Solo en un sistema con control total del Estado sobre todas las instituciones, y cada una exclusivamente financiada por la renta nacional, se podría uno imaginar un sistema con una oferta similar de calidad, pero como muestra la experiencia de los sistemas estatales en Chile y América Latina, pronto se reproducen las diferencias de calidad, costo y prestigio entre las instituciones.

¿Es factible que planteles con aranceles muy altos ingresen a la gratuidad?

No, no es posible. De hecho, bajo el actual régimen de gratuidad, incluso instituciones con aranceles medianos se han visto perjudicadas y han generado un déficit.

¿Cómo se podría mejorar el sistema?

Hay que mejorar el modelo de financiamiento de la educación superior distribuyendo los subsidios más equitativamente y continuar mejorando la calidad promedio del sistema, a la vez que se amplía y profundiza el esquema de créditos y becas.

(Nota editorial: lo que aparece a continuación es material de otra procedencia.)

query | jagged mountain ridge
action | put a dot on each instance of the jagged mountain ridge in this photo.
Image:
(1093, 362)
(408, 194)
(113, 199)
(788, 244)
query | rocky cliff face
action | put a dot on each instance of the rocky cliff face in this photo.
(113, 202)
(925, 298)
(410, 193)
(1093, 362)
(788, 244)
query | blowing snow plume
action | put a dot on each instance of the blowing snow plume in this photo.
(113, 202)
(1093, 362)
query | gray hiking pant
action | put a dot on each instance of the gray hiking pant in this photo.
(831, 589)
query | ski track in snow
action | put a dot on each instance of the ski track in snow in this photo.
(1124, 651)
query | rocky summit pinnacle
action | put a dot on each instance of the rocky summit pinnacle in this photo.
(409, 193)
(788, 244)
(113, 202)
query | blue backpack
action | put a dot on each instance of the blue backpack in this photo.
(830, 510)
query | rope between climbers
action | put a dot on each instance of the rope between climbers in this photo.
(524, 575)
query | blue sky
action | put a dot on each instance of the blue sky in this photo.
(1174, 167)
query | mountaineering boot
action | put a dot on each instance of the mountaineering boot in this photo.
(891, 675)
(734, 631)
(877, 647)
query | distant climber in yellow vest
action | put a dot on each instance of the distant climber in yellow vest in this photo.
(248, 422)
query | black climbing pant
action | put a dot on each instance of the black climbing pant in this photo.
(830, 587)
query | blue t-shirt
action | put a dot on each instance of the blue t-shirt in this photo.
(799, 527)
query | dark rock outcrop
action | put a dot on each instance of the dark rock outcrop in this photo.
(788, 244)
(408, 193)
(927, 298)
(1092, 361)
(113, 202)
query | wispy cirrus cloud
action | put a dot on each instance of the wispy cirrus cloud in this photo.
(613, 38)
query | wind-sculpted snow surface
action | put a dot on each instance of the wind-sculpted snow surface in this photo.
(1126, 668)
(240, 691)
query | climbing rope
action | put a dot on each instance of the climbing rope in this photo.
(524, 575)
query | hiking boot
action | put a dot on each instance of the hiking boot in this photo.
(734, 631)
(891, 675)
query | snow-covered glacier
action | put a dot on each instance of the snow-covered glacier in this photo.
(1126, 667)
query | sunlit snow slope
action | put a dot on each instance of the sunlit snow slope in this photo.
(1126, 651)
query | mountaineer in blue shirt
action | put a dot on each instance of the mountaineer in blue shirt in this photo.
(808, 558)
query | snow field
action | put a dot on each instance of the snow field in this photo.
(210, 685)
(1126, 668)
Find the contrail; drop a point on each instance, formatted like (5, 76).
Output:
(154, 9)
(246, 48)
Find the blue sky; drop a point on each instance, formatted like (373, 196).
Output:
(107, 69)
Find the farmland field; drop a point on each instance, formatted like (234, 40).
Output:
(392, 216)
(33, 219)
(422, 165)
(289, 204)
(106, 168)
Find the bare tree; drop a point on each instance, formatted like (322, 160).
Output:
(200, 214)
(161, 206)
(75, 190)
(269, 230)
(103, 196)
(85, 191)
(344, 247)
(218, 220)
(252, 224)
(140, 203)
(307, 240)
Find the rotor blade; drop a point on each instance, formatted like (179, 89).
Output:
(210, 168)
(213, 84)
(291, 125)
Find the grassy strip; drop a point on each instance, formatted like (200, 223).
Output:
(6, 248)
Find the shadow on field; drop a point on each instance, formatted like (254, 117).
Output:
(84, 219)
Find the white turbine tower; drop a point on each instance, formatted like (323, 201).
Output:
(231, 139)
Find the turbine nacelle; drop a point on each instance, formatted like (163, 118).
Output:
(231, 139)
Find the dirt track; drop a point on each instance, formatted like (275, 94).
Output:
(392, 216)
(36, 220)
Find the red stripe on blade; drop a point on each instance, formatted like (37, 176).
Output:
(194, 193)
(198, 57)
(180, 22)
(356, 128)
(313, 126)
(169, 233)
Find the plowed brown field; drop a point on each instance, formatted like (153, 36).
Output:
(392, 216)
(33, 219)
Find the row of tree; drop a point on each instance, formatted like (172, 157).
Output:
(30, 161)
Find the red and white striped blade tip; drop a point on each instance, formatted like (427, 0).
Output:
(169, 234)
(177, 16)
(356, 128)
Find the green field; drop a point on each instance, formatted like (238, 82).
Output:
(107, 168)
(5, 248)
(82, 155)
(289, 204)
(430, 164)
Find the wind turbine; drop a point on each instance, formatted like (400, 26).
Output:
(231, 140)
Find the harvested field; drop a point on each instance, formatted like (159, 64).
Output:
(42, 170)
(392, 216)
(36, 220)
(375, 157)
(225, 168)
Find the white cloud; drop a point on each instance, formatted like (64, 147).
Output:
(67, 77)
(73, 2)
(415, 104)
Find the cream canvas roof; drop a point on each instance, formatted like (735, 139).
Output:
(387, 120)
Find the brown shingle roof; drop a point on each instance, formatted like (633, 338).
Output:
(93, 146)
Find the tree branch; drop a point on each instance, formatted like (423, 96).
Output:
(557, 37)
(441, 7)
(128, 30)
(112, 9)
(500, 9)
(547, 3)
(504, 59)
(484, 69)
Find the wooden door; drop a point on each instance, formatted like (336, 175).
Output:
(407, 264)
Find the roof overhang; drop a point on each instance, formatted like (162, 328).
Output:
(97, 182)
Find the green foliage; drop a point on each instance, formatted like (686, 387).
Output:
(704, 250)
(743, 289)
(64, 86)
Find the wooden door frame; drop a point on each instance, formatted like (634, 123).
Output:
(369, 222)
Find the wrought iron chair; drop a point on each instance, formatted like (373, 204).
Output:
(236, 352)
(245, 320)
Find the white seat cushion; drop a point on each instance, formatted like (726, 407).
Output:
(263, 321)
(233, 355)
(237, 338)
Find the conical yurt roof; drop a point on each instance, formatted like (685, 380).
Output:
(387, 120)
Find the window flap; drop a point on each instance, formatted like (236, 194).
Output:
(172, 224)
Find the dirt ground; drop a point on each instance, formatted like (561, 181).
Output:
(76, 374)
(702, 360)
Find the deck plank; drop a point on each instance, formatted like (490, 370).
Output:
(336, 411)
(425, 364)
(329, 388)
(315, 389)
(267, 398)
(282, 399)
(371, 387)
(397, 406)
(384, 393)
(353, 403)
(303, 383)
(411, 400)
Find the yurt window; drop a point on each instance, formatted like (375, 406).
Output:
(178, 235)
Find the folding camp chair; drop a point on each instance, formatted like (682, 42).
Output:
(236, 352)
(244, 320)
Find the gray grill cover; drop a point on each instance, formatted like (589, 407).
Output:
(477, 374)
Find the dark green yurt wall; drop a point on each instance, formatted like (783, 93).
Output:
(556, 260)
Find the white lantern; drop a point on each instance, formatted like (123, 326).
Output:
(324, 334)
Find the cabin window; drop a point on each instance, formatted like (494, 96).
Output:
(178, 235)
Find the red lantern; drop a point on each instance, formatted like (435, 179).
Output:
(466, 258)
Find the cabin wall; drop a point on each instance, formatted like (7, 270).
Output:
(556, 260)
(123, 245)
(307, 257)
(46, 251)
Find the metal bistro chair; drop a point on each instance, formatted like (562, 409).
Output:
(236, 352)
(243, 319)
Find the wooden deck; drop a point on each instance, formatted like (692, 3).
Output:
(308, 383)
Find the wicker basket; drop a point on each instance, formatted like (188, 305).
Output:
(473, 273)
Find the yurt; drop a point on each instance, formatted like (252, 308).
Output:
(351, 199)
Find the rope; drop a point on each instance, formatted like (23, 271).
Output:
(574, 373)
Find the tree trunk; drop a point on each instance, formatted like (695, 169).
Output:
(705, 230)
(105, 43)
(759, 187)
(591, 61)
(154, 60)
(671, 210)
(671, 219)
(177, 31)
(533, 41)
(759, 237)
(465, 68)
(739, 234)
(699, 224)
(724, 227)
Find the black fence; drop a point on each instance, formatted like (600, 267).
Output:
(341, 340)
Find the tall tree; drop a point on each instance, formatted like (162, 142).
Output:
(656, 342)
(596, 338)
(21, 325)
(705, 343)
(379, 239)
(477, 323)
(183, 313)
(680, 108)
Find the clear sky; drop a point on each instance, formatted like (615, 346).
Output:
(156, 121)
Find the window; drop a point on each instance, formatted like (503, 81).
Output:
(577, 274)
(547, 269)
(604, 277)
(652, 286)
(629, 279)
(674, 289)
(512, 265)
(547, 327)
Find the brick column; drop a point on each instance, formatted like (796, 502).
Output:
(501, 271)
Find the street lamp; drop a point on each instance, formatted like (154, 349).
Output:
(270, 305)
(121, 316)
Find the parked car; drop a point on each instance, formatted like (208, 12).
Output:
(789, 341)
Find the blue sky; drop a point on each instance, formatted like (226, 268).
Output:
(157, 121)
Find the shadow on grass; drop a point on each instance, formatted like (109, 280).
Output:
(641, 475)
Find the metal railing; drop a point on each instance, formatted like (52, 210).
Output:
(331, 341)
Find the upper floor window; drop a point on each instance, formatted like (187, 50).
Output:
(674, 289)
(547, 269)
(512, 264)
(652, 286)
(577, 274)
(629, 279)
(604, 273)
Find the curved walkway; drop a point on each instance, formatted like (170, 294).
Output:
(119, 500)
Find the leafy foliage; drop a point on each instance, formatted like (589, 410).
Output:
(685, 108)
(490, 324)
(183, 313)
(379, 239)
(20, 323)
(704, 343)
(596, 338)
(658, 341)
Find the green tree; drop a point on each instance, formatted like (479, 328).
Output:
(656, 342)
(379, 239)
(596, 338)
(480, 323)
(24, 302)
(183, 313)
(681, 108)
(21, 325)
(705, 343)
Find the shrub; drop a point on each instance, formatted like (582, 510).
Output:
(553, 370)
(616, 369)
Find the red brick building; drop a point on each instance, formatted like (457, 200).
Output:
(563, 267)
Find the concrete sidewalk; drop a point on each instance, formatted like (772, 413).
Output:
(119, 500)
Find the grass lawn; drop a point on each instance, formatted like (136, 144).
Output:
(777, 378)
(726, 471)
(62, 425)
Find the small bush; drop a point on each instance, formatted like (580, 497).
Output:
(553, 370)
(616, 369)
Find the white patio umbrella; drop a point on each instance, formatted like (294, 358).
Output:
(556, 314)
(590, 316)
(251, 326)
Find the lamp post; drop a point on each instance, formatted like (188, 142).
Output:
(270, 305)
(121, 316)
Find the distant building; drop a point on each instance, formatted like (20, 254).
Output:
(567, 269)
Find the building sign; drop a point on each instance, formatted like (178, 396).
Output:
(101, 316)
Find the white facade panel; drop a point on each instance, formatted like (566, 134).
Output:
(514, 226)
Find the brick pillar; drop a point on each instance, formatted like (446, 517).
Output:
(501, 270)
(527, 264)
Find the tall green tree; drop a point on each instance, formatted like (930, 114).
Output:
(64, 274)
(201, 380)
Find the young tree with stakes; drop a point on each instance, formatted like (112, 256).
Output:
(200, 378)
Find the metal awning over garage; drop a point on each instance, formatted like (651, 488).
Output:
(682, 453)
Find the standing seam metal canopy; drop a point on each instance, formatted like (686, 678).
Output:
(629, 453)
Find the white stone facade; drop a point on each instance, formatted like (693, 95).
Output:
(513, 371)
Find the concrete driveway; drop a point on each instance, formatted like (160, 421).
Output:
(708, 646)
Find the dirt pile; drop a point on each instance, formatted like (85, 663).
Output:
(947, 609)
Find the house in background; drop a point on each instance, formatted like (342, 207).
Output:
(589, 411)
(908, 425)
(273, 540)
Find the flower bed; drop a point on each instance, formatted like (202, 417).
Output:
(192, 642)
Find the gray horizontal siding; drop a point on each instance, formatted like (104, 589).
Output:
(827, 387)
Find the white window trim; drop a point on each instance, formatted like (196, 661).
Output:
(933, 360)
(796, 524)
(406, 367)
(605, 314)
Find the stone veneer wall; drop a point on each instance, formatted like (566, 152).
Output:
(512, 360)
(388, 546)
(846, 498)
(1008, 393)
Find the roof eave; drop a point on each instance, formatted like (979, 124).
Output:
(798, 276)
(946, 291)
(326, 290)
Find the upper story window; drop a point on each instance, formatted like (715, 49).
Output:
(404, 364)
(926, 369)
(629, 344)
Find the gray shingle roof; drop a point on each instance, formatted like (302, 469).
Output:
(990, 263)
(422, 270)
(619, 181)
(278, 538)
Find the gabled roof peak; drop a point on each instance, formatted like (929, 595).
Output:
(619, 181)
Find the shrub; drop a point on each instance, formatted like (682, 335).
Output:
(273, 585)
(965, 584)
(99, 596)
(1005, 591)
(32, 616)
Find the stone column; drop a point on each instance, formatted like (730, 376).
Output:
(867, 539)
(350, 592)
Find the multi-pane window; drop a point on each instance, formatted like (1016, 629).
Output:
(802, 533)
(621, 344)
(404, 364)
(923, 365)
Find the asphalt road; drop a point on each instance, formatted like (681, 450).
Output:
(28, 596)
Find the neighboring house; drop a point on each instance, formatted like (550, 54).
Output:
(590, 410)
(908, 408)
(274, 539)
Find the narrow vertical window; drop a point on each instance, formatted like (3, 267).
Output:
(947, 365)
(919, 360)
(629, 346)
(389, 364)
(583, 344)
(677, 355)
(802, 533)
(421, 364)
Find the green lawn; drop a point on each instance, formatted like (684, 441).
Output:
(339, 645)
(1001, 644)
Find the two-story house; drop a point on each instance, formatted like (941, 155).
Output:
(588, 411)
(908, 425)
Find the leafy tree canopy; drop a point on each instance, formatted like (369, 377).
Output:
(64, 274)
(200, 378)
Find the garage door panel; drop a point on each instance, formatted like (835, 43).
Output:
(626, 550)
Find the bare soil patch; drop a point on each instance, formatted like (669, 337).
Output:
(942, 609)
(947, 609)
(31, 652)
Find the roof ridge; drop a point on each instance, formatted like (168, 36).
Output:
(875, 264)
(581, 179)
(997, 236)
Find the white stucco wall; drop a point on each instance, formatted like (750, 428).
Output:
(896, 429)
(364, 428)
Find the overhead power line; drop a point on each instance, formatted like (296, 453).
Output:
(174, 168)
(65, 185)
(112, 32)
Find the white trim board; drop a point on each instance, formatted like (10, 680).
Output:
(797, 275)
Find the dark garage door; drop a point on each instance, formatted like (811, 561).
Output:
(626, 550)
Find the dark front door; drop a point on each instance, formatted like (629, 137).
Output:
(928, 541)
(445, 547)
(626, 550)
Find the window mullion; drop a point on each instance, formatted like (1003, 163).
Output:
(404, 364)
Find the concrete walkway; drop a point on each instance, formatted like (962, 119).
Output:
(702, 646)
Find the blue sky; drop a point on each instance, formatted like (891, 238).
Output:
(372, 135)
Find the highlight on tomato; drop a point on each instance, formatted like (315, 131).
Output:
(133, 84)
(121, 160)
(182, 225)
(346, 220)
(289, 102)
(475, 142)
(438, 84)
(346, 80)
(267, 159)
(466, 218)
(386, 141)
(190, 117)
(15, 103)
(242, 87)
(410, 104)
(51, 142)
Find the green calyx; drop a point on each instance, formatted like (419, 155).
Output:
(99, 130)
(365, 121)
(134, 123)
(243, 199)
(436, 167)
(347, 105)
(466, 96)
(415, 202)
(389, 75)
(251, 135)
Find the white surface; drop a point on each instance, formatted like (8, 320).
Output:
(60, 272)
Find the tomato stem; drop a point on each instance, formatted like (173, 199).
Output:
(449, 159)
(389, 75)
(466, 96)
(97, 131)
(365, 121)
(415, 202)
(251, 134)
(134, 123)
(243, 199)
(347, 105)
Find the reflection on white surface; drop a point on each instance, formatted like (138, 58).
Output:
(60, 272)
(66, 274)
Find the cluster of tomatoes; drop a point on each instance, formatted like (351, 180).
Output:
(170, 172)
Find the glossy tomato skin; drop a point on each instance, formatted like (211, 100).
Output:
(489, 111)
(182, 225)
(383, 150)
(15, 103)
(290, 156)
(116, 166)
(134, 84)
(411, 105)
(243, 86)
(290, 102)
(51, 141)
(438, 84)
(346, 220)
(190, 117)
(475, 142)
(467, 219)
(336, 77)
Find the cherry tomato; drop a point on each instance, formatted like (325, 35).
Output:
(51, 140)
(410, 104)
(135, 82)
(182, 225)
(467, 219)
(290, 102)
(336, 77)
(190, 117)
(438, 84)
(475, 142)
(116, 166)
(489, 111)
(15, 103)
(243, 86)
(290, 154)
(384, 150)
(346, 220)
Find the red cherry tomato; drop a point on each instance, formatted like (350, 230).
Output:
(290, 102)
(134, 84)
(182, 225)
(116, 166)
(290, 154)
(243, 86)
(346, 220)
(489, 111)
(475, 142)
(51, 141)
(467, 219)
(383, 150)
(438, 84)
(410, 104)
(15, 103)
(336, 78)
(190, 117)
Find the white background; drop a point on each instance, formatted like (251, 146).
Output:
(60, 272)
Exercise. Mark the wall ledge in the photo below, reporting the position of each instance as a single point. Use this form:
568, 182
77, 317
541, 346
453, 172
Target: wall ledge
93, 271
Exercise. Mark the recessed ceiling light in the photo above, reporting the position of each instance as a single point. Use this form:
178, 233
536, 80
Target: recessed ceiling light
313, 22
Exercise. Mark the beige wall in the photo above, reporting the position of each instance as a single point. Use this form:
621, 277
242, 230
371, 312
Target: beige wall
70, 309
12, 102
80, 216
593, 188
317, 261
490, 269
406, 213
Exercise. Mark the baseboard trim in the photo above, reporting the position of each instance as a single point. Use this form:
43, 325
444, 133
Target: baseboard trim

Simultáneamente, debe adoptarse un procedimiento para que los aranceles de referencia reflejen mejor la estructura de costos de las instituciones. Hay que hacer cambios académicos que faciliten que esa estructura de costos no presione cada año al alza del gasto por estudiante.

¿Qué pasa en otros países? ¿Es normal que haya tantas diferencias?

Sí, hay grandes diferencias en la mayoría, sean ellos de provisión mixta o puramente estatal. Y allí donde la matrícula estatal es gratuita, se observan grandes diferencias de costo y calidad entre las diferentes universidades del Estado, como muestra la experiencia latinoamericana.

¿Cree que tener aranceles altos fomenta un círculo social difícil de romper?

En efecto, las diferencias de aranceles, igual que el acceso gratuito, tienden a segmentar la oferta y la demanda, de modo que universidades de elite existen en Chile igual que en Francia, en EE.UU. o Colombia. Es cierto que en el caso de Chile esa segmentación es más aguda, especialmente como reflejo de la desigualdad entre hogares y de la trayectoria de los jóvenes a lo largo de su primera socialización en la familia y en el sistema escolar.